Two is very often the number of wins a PGA Tour player needs to prove to himself that he's good enough.
Steve Flesch won his second PGA Tour event Sunday on his 37th birthday at the Bank of America Colonial.
Flesch won for a lot of reasons, many of them having to do with numbers.
He tied for first in putting for the week. He got up and down five times in five tries from bunkers Sunday en route to shooting 67-67 on the weekend and finishing 11 under par, which was good enough to beat Chad Campbell by two shots.
Flesch played the front nine at venerable Colonial in 9 under par over four days and made no bogeys on the outward half all week. He played the 'Horrible Horseshoe,' Colonial's difficult stretch of holes from three through five, in 4 under par.
For his efforts, he won $954,000, moved to ninth place on the Ryder Cup points list and ninth place on the PGA Tour money list.
For much of the week it seemed like the magic number was 61. Kenny Perry had distanced himself from the field last year with a Saturday 9-under 61 that tied the course record and moved him eight strokes ahead of Rory Sabbatini.
Perry would need much of that lead when Texan Justin Leonard carved out a 61 of his own Sunday to make a run. Needing a birdie on the 72nd hole to shoot 59, Leonard bogeyed instead and wound up second, four back of winner Perry.
Campbell's Saturday 61 this year was even more remarkable, mainly because of the gusty and lusty Fort Worth winds that blew all day long. Campbell served notice early with a drive on the par-5 first that stopped 364 yards from the tee. A 190-yard 6-iron to 9 feet set up an opening eagle that Campbell quickly followed with two birdies.

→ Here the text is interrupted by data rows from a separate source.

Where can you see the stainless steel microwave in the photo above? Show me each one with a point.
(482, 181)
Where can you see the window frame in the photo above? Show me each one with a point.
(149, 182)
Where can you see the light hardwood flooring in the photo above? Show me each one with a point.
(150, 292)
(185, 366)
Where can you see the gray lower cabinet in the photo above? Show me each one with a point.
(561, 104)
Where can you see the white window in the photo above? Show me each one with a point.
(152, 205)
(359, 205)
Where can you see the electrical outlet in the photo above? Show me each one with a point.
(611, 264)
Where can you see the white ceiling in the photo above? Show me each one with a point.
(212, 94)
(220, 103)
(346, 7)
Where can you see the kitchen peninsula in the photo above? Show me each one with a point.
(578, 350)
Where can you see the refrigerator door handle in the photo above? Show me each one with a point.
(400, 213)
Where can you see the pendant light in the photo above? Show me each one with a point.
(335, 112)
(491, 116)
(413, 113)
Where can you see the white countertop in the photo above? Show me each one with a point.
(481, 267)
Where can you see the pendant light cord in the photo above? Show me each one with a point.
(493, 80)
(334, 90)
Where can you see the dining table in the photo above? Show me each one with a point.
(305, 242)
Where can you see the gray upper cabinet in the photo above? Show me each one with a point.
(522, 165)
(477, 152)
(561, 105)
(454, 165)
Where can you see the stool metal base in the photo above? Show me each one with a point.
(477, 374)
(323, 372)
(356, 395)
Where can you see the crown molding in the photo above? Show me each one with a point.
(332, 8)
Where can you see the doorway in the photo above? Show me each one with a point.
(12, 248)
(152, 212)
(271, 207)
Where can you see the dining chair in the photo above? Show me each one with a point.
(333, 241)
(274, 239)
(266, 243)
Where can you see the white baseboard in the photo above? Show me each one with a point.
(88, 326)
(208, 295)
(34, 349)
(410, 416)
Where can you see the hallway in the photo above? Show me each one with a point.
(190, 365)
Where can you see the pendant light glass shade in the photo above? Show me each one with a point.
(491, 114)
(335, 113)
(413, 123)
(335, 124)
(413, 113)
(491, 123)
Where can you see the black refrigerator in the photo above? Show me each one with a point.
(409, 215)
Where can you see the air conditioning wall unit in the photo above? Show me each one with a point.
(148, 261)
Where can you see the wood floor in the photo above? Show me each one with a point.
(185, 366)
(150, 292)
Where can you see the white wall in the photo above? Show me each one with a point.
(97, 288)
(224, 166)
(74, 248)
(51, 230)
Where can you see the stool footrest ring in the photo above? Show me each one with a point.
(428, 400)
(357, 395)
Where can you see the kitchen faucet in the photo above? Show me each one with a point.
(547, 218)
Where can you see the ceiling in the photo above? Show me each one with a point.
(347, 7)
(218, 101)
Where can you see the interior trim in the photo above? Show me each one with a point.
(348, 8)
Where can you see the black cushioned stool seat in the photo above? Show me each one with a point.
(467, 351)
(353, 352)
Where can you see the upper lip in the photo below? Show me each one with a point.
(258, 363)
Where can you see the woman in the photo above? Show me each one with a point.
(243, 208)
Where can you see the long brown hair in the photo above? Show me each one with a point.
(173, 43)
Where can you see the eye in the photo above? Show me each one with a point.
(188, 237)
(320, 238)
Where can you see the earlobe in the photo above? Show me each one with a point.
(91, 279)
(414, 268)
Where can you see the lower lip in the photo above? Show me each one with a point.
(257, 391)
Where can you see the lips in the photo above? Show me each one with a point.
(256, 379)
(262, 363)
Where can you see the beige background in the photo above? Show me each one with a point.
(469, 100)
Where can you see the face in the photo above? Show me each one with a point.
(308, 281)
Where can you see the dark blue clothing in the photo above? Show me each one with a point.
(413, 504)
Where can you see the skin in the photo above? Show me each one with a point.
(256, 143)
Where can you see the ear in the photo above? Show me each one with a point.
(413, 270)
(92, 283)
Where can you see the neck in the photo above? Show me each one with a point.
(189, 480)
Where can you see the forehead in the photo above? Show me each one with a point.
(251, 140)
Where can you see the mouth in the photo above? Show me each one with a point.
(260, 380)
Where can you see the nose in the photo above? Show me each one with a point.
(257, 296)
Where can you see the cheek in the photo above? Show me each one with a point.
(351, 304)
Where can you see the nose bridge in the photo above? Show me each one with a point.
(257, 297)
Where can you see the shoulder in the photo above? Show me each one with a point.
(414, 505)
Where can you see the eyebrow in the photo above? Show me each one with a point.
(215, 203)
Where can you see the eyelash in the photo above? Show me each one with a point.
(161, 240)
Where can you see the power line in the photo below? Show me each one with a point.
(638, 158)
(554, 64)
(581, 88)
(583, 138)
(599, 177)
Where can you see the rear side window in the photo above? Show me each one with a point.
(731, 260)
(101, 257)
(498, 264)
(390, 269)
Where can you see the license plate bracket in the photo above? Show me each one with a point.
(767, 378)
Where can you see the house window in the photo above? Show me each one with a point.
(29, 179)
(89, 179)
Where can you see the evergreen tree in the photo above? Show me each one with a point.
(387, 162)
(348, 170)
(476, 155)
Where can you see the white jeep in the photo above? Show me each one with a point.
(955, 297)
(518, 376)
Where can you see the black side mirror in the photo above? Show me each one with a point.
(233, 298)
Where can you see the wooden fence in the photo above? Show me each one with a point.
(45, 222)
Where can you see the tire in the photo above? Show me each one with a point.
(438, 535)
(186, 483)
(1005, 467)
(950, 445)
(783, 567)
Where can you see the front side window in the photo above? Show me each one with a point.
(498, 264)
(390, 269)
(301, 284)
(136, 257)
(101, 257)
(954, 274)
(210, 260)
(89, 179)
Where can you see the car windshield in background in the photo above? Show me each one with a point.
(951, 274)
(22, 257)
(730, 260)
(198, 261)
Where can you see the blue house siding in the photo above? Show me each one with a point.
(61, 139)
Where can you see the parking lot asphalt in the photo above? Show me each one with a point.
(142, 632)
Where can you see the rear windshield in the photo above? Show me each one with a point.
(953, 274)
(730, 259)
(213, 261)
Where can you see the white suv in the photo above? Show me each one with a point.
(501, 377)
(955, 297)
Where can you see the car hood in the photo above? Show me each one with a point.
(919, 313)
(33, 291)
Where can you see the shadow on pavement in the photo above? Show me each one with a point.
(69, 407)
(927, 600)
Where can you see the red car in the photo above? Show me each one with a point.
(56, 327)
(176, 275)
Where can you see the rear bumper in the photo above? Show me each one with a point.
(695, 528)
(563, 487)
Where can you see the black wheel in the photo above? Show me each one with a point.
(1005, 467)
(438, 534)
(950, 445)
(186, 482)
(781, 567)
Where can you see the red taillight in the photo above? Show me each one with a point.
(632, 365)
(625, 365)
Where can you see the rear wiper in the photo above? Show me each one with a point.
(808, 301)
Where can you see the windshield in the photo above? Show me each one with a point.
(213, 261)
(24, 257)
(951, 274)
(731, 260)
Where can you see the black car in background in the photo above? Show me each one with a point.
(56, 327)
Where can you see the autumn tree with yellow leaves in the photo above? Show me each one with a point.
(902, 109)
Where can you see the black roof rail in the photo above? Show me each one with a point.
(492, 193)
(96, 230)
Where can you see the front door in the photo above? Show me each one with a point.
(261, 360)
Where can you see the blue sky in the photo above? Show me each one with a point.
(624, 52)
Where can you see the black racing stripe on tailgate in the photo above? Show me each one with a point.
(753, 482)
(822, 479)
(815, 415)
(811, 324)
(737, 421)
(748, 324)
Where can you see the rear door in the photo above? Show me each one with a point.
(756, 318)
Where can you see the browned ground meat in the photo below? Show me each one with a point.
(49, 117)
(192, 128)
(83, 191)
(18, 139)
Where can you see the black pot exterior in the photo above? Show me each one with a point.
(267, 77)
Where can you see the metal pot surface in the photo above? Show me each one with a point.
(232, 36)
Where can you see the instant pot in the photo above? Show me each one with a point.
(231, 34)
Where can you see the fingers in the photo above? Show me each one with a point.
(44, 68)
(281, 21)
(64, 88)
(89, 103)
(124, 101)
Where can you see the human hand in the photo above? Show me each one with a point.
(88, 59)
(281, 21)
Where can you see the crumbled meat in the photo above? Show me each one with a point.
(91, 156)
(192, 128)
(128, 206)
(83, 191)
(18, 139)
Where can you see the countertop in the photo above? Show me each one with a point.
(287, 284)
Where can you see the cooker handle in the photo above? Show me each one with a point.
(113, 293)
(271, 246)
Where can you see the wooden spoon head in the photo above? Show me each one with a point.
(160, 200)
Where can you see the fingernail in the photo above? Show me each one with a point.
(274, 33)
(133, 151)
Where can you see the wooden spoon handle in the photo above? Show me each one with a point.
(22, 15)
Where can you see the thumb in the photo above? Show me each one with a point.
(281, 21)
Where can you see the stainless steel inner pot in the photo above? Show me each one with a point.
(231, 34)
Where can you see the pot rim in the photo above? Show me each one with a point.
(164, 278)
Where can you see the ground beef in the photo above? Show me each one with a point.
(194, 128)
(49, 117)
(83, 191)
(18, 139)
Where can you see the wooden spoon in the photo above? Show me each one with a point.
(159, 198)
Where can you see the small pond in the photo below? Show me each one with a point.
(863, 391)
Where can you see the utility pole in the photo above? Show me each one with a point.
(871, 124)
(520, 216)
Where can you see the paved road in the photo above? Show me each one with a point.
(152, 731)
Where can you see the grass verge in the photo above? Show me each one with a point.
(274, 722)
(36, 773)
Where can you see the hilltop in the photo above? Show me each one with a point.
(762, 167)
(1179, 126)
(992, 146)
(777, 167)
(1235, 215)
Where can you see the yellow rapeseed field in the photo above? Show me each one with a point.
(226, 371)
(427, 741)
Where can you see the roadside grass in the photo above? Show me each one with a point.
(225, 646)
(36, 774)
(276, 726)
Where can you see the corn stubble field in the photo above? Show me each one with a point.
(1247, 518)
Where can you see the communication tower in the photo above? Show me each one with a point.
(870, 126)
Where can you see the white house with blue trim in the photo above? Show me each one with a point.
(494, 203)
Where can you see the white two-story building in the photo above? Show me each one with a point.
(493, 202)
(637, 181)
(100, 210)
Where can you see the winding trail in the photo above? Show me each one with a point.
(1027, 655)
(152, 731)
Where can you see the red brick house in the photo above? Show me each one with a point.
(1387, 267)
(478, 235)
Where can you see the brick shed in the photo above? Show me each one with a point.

He was off to the races. Even two bogeys couldn't slow him down. At the end of the day, his 61 had helped him forge a three-way tie with Fort Worth native Brian Gay and The Golf Channel's own Flesch.
None of the players were surprised by Campbell's 61. Many of them had been there in Houston last year at The Tour Championship when Campbell hung a 61 on the board at the Champions Golf Club's Cypress Creek course, also on Saturday.
That number represented a course and tournament record and enabled Campbell's Sunday 68 to provide a three-shot victory margin over runner-up Charles Howell III.
But it was Flesch, a ballstriker's ballstriker who had the numbers that counted on a course named 'Hogan's Alley' after Ben Hogan, probably the best ballstriker of all time.
'As well as I hit the ball all week,' Flesch said when it was all over, 'it would have been a shame if I hadn't won.'
For at least one week, Steve Flesch had everybody's number.